A la hora del recreo, los estudiantes aprovechábamos para ir a la casa a tomar las medias nueves (un pan de dos centavos y un pocillo de aguamiel), y al regreso nos asomábamos a la telegrafía donde un empleado tecleaba un aparato pequeño, en forma de palanca: tas-tas, tas-tas-tas, tas… Está enviando mensajes, decían los más grandes. Luego retiraba los dedos del aparatico y éste empezaba a sonar solo: tas-tas, tas-tas-tas, tas…
El hombre tomaba una libreta y comenzaba a traducir aquellos sonidos a palabras. Está recibiendo mensajes, seguían diciendo los que sabían.
Para nosotros era increíble que sólo a punta de tas-tas-tas pudieran comunicarse las gentes, de un pueblo a otro. El telegrafista pasaba luego a una máquina de escribir grandota, una especie de armatoste, donde redactaba la comunicación que le acababan de enviar a alguien del pueblo.
-Díganle a don Antonio Suescún, el polvorero, -nos decía el telegrafista- que tiene telegrama-, o avísenle al señor cura, o a don Pedro Camperos… Salíamos todos corriendo por la calle a darle la noticia al agraciado para que fuera a reclamar su telegrama.
El primer telegrafista al que conocí, se llamaba Helí Peñaranda, cojo de la pierna derecha, a quien saludábamos con mucho respeto, buenos días, don Helí, pero a quien en el pueblo llamaban el Chueco Helí.
El Chueco Helí, además, manejaba los correos, es decir, recibía las cartas que la gente enviaba, les pegaba con saliva una estampilla, y las echaba a una bolsa de lona, con la bandera tricolor, que después recogía don Rito Ramírez, a quien apodaban el Correo, un viejo al que nadie, ni siquiera sus hijos, grandulones y fuertes, le ganaban en echar pata, y al que el Estado le confiaba la bolsa con cartas y encomiendas para entregar en la oficina de Correos y telégrafos de Sardinata.
Un día trasladaron al Checo Helí y lo reemplazó la hija de un turco de apellido Jaimed, que llegó vendiendo telas y se amañó en el pueblo.
Con el tiempo la telegrafía se acabó y se acabó el correo, y cartas y telegramas eran enviados desde Sardinata a la parroquia, donde el párroco anunciaba en la misa del domingo quiénes tenían correspondencia.

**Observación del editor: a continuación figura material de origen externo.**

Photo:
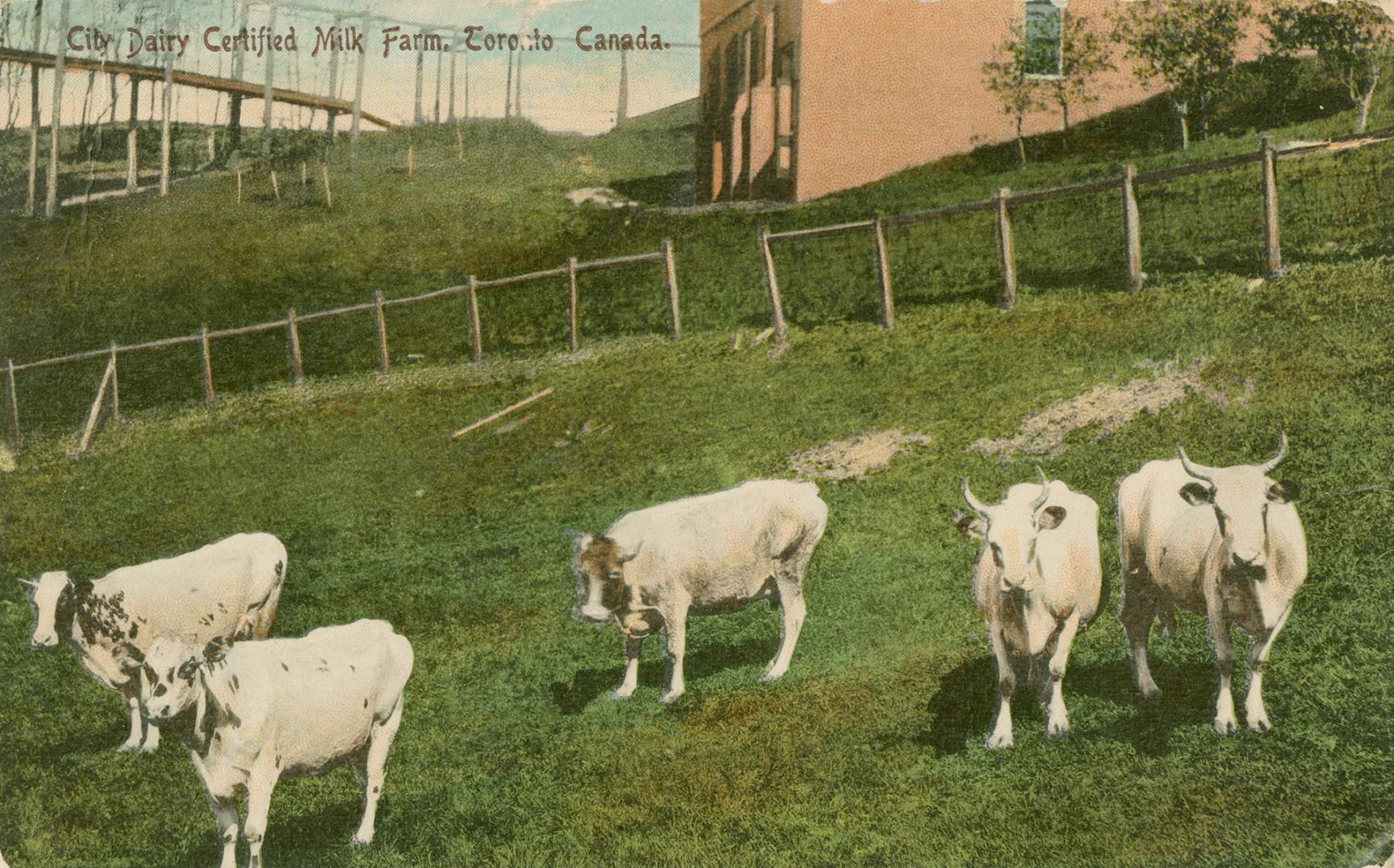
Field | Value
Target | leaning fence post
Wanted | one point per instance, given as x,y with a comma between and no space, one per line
1006,252
883,265
382,332
573,303
670,279
471,298
14,402
1132,230
297,372
208,366
1269,184
116,389
777,321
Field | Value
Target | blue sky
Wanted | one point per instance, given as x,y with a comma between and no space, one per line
562,89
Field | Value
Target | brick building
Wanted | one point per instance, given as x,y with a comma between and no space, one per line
803,98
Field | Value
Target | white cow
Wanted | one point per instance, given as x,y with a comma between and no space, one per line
226,590
704,555
1223,542
256,712
1036,583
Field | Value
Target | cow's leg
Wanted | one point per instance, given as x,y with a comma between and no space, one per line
630,682
1057,722
1001,735
377,769
1137,613
675,630
791,622
1259,647
1224,722
260,784
225,813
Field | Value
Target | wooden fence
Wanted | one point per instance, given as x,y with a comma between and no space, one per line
1002,201
377,307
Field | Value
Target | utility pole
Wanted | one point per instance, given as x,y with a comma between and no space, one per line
622,110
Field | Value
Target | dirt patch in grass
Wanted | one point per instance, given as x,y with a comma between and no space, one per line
852,457
1107,406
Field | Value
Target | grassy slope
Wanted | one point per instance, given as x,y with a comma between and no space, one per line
869,751
870,748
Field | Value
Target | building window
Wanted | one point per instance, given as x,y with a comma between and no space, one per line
1043,36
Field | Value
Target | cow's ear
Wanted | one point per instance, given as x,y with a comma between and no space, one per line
1050,518
1284,491
1196,493
625,559
970,526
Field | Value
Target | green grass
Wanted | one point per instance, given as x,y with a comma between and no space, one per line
869,751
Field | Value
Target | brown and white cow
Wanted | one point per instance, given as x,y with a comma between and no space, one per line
1036,583
704,555
1224,542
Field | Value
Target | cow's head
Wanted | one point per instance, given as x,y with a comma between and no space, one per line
178,676
1241,497
53,600
1010,531
600,579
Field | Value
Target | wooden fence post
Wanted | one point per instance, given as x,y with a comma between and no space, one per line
382,332
14,402
1269,184
1132,230
883,265
89,427
116,389
297,372
670,279
208,366
777,321
130,158
471,298
1006,251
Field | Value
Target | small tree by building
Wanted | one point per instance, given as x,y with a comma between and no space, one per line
1188,47
1010,78
1084,53
1354,41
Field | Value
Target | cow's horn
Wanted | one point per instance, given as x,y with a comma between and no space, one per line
1195,470
1283,450
974,503
1044,493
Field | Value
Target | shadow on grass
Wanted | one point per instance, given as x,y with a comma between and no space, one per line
964,708
588,685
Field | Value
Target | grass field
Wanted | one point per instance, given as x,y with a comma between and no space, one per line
869,751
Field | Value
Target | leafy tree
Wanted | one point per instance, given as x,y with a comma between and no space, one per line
1082,56
1354,39
1189,47
1008,77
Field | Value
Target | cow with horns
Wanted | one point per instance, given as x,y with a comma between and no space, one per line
1036,583
1224,542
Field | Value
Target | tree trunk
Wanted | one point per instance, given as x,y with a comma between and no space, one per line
1021,145
1363,117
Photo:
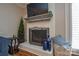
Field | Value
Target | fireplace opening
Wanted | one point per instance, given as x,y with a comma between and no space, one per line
37,35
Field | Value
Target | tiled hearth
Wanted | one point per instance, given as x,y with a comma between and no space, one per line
38,50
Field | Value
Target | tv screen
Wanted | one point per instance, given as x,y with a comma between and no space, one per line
34,9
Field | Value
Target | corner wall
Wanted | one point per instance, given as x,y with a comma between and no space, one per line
9,19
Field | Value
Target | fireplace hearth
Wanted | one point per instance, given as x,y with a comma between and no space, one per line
37,35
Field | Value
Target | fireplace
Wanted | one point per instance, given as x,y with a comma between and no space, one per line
37,35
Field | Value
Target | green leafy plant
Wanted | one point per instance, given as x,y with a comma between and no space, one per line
21,31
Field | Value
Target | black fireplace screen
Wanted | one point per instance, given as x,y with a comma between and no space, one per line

Pero les llegó el fin a estos medios de comunicación en todo el país. El telégrafo quedó en el recuerdo, y el correo se les entregó a empresas particulares.
Afortunadamente apareció el celular, que sirve para todo: para hablar, para escribir, para leer prensa sin comprarla, para pasar chismes, para rajar de la gente, para estudiar, para investigar. Una de las aplicaciones del celular es el whatsapp, para mandarse mensajes y fotos y videos, dos personas o grupos. Y gratis. Ya el Estado no tiene que pagar telegrafista, ni correos. Basta tener teléfono móvil y tener cuidado que no se lo vayan a robar.

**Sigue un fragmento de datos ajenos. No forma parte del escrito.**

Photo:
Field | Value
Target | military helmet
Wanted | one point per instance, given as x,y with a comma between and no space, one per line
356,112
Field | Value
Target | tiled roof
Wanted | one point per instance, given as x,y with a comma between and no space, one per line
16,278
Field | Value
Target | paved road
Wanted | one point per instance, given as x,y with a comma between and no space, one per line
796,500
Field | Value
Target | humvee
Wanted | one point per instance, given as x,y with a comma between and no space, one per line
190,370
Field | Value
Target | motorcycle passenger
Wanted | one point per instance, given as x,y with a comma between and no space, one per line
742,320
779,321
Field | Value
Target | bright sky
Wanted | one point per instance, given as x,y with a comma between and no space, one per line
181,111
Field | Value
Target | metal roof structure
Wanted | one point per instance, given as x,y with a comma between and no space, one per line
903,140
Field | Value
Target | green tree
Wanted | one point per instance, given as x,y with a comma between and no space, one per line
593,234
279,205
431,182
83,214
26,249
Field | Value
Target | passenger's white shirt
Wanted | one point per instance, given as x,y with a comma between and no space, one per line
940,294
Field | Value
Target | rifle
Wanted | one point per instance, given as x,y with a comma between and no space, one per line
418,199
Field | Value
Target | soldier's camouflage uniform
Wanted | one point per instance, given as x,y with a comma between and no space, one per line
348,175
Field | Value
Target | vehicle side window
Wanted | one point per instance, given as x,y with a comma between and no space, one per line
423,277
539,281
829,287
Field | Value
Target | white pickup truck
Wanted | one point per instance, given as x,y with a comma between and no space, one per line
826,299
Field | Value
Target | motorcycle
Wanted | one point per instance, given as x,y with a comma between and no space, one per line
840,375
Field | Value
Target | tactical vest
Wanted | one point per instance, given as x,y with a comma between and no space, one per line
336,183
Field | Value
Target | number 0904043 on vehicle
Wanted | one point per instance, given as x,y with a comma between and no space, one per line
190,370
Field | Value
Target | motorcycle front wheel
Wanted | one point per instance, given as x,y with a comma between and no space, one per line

Lo que hace el progreso. Ya los pueblos no necesitan hombres chuecos ni muchachas bonitas, que aprendan a enviar y recibir mensajes con los dedos sobre un aparatico al que hacen chasquear. Ahora basta tener más de un millón de pesos para comprar un móvil de alta gama, al que se lleva en el bolsillo y del cual todos se vuelven esclavos. O nos volvemos- Yo mismo, en este momento, estoy en un lugar donde no hay internet, pero mi “guasap” me sirve para enviar al periódico este artículo.